These connectors enable real-time audience activation, campaign orchestration, and personalized messaging across channels. They allow marketers to trigger campaigns based on behavioral signals, such as cart abandonment or product views, and deliver timely, relevant messages.

Use cases for CDP connectors

CDP connectors unlock a wide range of use cases that drive business value:

  • Syncing marketing data from various platforms into a unified data model.
  • Automating data aggregation from CSV files, Excel sheets, or cloud-based sources.
  • Enhancing attribution models with cross-channel data.
  • Feeding machine learning models with real-time data for predictive decision-making.
  • Personalizing customer experiences across web, email, mobile, and offline channels.
  • Improving customer segmentation by combining demographic, and transactional data.

An everyday example of CDP connectors in action is a travel company using CDP connectors to merge booking data, website behavior, and loyalty program activity into a single profile. This enables the brand to send personalized offers based on travel history, preferred destinations, and seasonal trends.

CDPs and the role of the data lake

As organizations scale, the volume and variety of customer data grow exponentially. This is where the data lake becomes a strategic asset. A data lake acts as a centralized repository that stores raw data in its native format until it’s needed.
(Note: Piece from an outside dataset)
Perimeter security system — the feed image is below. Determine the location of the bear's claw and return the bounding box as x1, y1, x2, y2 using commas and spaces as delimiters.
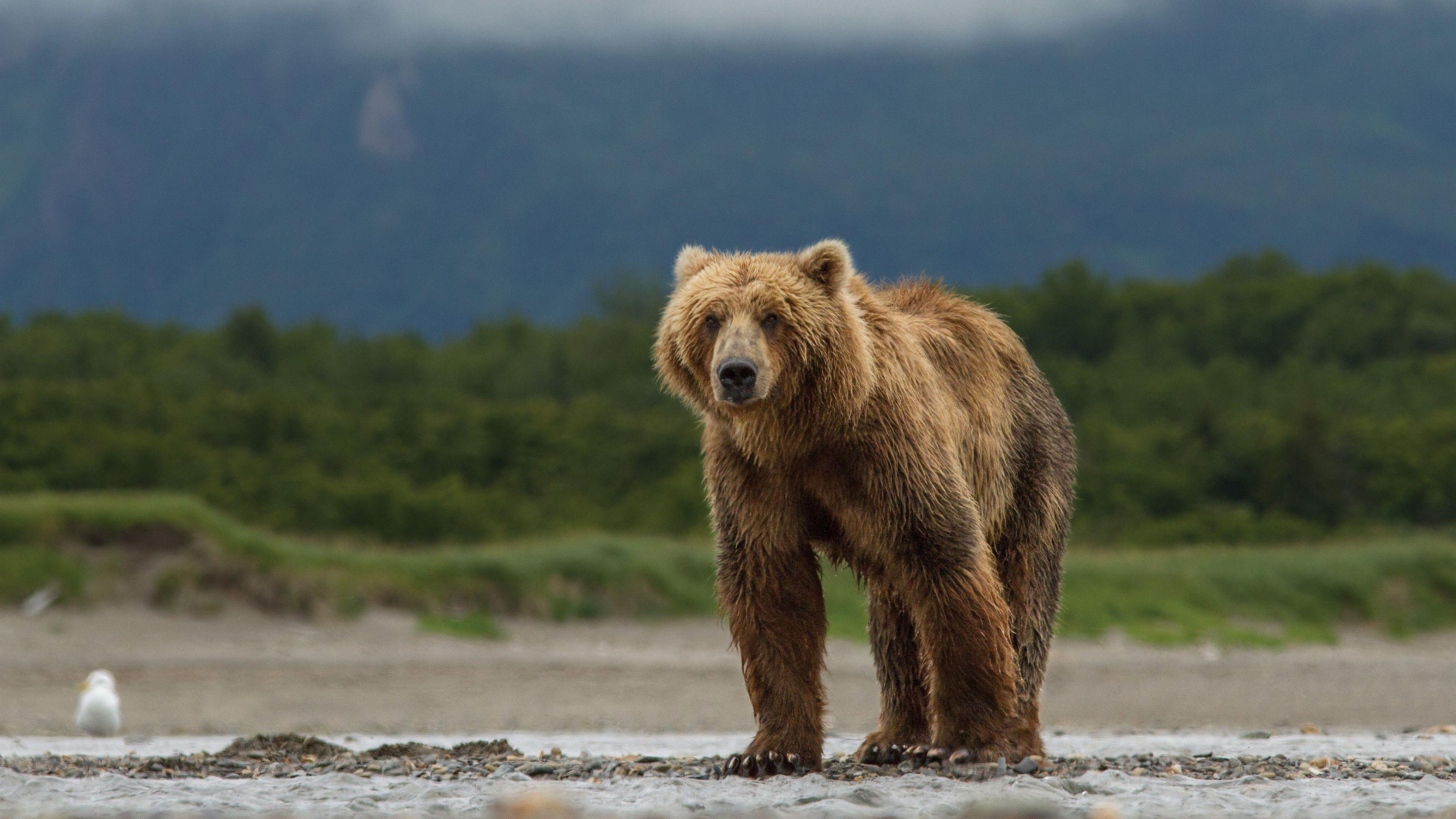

It complements the CDP by serving as a long-term storage solution for historical data, which can be tapped for deep analytics, machine learning, and AI-driven insights.

For example, while a CDP might store active customer profiles for real-time personalization, the data lake can retain years of behavioral data, clickstream logs, and third-party enrichment data. This historical depth allows data scientists to build more accurate predictive models and uncover long-term trends.

Moreover, integrating a CDP with a data lake ensures that no data is lost or siloed. It creates a seamless pipeline from data ingestion to activation, enabling organizations to maintain data governance, ensure compliance, and support advanced analytics initiatives.

CDP connectors vs. custom APIs

While all CDP connectors are API-based, not all APIs are CDP connectors. Pre-built data connectors are designed for rapid deployment and minimal configuration, while custom APIs require more development effort, testing, and maintenance.

Custom connectors offer flexibility but can be more complex and costly. In contrast, pre-built connectors reduce integration time, lower risk, and ensure compatibility with popular integration platforms and analytics platforms.

When evaluating CDP solutions, it's also important to consider pricing models from each provider, as costs can vary significantly depending on the level of customization, volume of data, and number of connected systems.